Earlier, only the recipient had to verify his identity, now both sides of the transaction are examined. This may look like a small twist, but it helps prevent anonymous transactions that relieves criminals often to move money without tracking. 

Officials are also thinking of adding additional security through mobile apps or SMS confirmation for large transactions.

Still Pro-Crypto: Kazakhstan Isn’t Closing the Door

Now, before you think this is an anti-crypto move, it’s not.

Even as Kazakhstan shuts down illegal platforms, it’s actively supporting the growth of legal crypto businesses. In fact, the country is working on a state-backed crypto reserve, and recently approved stablecoin payments for certain regulatory fees.
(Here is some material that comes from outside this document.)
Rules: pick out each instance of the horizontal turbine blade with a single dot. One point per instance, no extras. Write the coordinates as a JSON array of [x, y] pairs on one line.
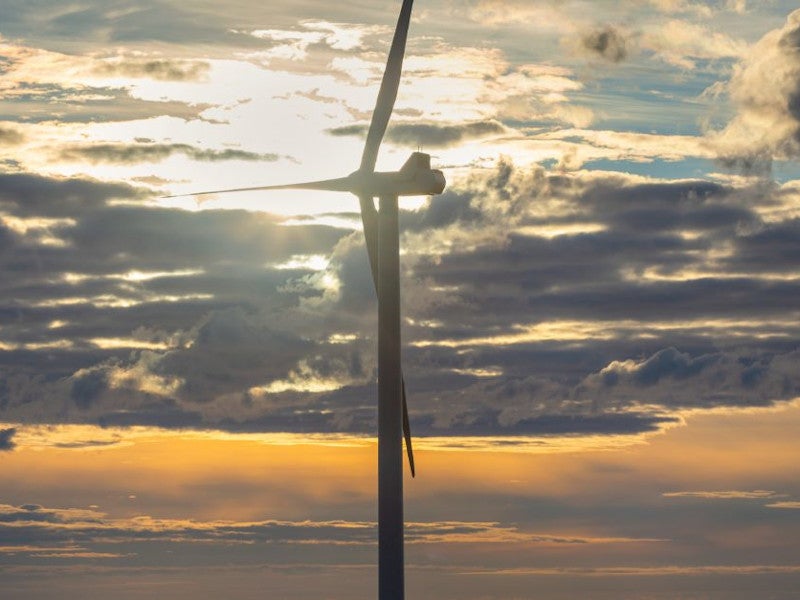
[[342, 184]]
There’s also been progress in investment. Kazakhstan launched one of Central Asia’s first spot Bitcoin funds, helping open the door to crypto investment for more people.

Right now, 20 crypto platforms are fully licensed and approved to operate in the country. That includes familiar names like Bybit and WhiteBIT, which have met the country’s regulatory requirements and are allowed to serve users legally and securely. So yes, the crackdown is real, but so is the long-term vision for crypto.

What It All Means: A Safer, Smarter Crypto Future

Kazakhstan is making one thing clear: crypto is welcome, but only if it’s done right.

By shutting down shady platforms and enforcing new rules, the country is trying to build a clean, trustworthy environment for digital finance. 

One where legit businesses can grow, and where users don’t have to worry about getting caught in someone else’s illegal mess.
If it succeeds, Kazakhstan could become a model for how governments support crypto innovation while keeping the bad actors out.